Un projet de loi qui a exacerbé l’intolérance.

Le débat au Parlement a été houleux à de nombreuses reprises. Le projet de loi constituant un sujet de clivage important entre la majorité et l’opposition, les joutes verbales ont été nombreuses, mettant aux prises certains parlementaires de droite avec les membres du cabinet ministériel. Des séances tardives, des amendements en pagaille, la fatigue aidant, quelques dérapages verbaux ont été à déplorer, comme lorsque le député UMP de l’Aube, Nicolas Dhuicq, a osé, à la tribune de l’Assemblée Nationale, un rapprochement entre les terroristes qui « n’ont jamais rencontré l’autorité paternelle » et le projet de loi concernant le mariage pour tous, « qui va jusqu’à rayer le mot « père » du Code Civil ».

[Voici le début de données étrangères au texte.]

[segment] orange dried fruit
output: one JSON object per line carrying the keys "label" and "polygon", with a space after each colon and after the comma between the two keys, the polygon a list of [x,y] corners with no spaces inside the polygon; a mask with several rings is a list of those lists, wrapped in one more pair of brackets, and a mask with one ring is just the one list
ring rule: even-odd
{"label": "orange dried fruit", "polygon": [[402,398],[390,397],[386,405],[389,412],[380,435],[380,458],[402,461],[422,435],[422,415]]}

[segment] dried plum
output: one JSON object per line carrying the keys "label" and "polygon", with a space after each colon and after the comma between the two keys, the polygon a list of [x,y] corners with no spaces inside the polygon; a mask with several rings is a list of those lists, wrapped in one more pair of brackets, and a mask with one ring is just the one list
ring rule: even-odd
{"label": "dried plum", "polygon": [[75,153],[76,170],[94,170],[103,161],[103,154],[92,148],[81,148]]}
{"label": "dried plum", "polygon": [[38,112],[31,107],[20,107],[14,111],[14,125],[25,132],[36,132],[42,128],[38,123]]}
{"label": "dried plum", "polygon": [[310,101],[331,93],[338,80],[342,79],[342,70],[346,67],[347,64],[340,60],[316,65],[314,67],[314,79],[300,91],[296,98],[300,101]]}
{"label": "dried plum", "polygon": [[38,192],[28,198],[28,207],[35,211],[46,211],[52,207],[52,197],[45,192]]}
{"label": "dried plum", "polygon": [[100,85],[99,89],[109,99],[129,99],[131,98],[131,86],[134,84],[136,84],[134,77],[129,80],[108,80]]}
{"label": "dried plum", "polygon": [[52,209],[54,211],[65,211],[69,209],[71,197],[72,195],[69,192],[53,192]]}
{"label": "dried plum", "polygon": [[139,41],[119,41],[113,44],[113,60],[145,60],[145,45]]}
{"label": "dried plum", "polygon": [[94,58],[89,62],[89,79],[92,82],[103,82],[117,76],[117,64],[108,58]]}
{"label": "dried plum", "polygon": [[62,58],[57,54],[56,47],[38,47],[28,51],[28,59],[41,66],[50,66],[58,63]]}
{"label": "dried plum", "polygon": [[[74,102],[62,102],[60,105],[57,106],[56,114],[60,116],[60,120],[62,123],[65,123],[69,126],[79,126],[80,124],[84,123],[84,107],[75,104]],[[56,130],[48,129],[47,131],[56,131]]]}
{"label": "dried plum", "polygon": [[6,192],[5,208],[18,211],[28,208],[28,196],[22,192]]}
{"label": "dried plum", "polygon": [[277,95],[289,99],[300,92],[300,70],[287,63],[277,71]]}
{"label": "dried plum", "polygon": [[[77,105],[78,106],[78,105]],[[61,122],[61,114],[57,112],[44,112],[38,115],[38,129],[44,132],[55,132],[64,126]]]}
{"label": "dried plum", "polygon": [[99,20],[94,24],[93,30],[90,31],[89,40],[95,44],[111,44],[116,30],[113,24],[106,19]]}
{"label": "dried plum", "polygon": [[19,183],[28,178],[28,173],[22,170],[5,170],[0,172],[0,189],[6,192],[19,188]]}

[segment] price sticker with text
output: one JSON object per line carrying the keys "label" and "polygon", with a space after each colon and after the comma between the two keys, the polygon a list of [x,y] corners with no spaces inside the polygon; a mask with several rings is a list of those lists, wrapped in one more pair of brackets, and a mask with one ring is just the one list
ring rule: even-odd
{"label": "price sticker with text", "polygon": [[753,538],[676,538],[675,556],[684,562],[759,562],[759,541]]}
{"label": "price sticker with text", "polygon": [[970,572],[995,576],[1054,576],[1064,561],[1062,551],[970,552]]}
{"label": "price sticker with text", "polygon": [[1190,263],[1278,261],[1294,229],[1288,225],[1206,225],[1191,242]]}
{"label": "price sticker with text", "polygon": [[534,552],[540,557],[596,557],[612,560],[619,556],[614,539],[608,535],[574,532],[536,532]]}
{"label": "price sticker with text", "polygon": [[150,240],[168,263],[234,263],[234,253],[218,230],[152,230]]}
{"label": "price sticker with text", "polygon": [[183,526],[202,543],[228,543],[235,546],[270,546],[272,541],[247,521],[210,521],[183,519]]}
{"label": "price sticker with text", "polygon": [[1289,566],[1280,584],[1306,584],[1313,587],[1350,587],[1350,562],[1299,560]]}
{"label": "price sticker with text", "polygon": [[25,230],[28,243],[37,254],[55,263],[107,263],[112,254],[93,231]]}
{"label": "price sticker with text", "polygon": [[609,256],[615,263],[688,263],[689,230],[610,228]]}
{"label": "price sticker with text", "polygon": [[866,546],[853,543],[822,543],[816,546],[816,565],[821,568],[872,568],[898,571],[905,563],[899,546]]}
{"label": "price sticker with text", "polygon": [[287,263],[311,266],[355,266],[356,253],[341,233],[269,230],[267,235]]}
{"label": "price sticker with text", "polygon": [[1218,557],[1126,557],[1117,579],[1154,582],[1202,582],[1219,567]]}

Tout ce tumulte autour du mariage pour tous a entraîné une augmentation brusque des agressions à caractère homophobe ces derniers mois. Comme ce fût le cas le 16 avril à Lille, quand un bar gay fût vandalisé par quatre individus ayant crié leur volonté de « casser du pédé » selon plusieurs témoins. Des chaises avaient été lancées sur la vitrine et le gérant du bar s’était fait agresser. L’agitation médiatique autour du projet de loi a favorisé l’apparition de ce genre d’actes répréhensibles, alors que la contestation menée par « La manif pour tous » s’est toujours voulue pacifique et dans un cadre légal.

Le texte ayant été voté le 23 avril dernier, le Conseil Constitutionnel a jusqu’au 23 mai pour se prononcer sur sa conformité. Le président de la République devra ensuite procéder à la promulgation de la loi, qui sera publiée au Journal Officiel. Les bans devant être publiés dix jours avant le mariage, le gouvernement table donc sur l’organisation des premières unions en mairie entre la mi-juin et la fin juin. Une promulgation que les “anti” ont toujours bon espoir de repousser, eux qui organisent une nouvelle grande manifestation nationale le 26 mai prochain.